At the end of the day, The Strangers is a fairly smart exercise in postB-movie aesthetics, replete with the lame emo plot setup, protracted creepiness, and enough shock tactics to keep us on edge. Tyler and her boyfriend (Scott Speedman) are having a bad night in his father’s remote house, after she refuses his marriage proposal. At 4 a.m., enter the masked mad folks and a cruel game of slow-brew terror. Where Bertino deviates from the cliched rules of the horror game is through careful manipulation of narrative divulgence. Ambiguous foes with ambiguous objectives can be all the more unsettling for the mystery.
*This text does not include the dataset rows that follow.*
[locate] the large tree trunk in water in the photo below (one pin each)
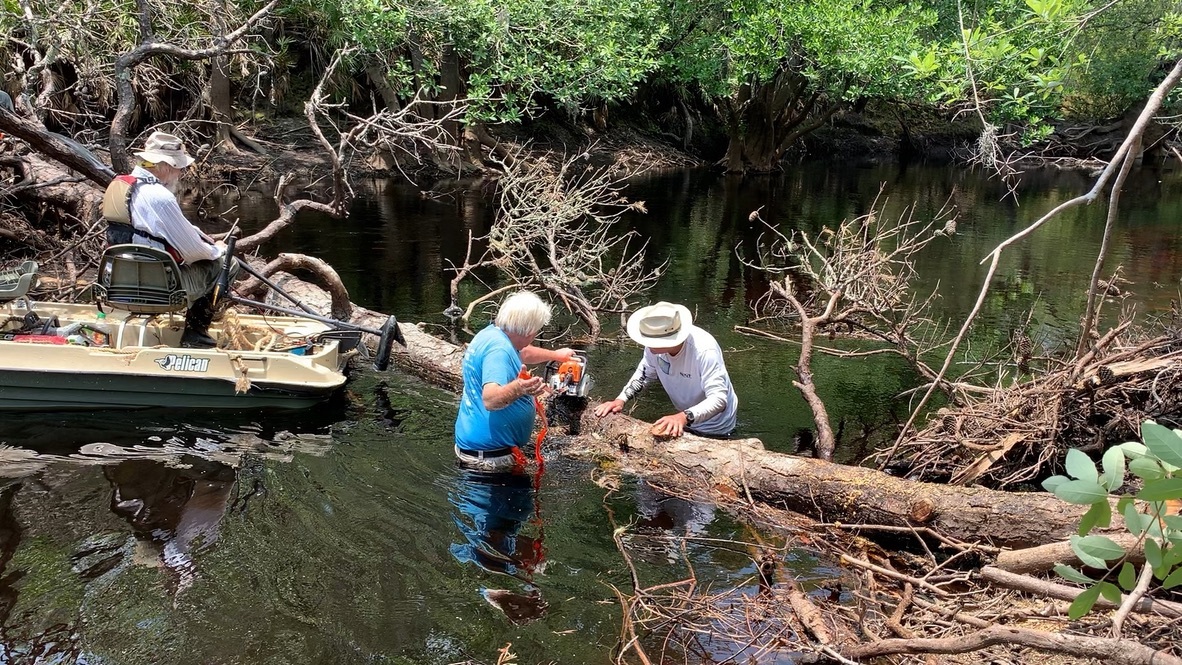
(376, 73)
(819, 489)
(823, 490)
(57, 147)
(221, 106)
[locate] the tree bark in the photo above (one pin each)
(56, 147)
(819, 489)
(1043, 558)
(1112, 651)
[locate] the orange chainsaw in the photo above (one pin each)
(569, 377)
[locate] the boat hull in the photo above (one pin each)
(143, 367)
(79, 391)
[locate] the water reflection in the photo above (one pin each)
(174, 513)
(491, 512)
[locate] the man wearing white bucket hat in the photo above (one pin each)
(688, 363)
(154, 217)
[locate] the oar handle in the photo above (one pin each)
(222, 285)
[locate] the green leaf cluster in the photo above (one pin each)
(573, 52)
(1157, 462)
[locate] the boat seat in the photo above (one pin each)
(15, 284)
(143, 281)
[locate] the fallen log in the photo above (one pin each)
(1043, 558)
(1114, 651)
(823, 490)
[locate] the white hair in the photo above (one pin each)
(523, 313)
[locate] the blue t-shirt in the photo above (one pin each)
(491, 358)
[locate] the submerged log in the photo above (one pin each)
(823, 490)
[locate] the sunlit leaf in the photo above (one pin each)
(1114, 468)
(1101, 547)
(1080, 467)
(1085, 556)
(1162, 442)
(1110, 592)
(1080, 491)
(1128, 577)
(1098, 515)
(1084, 602)
(1137, 522)
(1071, 574)
(1173, 580)
(1053, 482)
(1147, 468)
(1161, 489)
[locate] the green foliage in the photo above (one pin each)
(572, 51)
(1036, 60)
(1157, 463)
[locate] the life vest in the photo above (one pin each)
(117, 213)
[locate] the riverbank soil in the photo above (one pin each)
(921, 565)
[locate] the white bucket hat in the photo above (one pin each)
(166, 148)
(661, 325)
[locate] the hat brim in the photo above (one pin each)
(162, 158)
(634, 328)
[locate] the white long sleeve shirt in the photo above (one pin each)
(695, 379)
(154, 209)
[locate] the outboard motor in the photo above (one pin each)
(569, 378)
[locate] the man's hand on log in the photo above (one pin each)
(670, 425)
(612, 406)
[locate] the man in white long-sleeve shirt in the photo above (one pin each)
(157, 221)
(688, 363)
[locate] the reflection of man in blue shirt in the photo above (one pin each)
(491, 509)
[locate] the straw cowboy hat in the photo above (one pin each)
(661, 325)
(166, 149)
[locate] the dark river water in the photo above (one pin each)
(345, 533)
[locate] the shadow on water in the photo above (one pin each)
(493, 513)
(323, 535)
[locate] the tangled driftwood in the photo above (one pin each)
(1019, 434)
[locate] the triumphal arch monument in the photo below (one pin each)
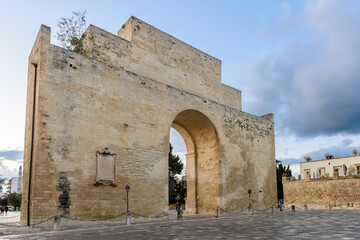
(100, 119)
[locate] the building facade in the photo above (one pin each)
(326, 167)
(100, 120)
(13, 185)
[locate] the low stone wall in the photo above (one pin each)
(333, 193)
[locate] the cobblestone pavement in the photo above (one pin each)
(12, 216)
(280, 225)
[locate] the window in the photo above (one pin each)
(105, 168)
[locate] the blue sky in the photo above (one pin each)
(297, 59)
Bertino also makes use of minimalist resources. In that the story unfolds (and simmers and erupts) solely in the isolated house in the wee hours, Bertino generates a claustrophobic aura, aided by tomandandy’s insinuating, drone-y music. The house itself becomes a central, ominous character, irradiated with dread. Its various rooms and furniture-not to mention the well-knocked-on wooden front door-become all too familiar, and haunted.

In one of the film’s ripest scenes, Merle Haggard is singing “Mama Tried” on the turntable, as assorted tensions percolate inside the house, including a cocked and aimed gun and nerves frayed to breaking point. If it wasn’t so nervous-making and so denied the usual horror flick in-jokes, The Strangers would be a lot of fun, but it creates its own kind of dark psychological party. And Tyler’s mug is the party logo.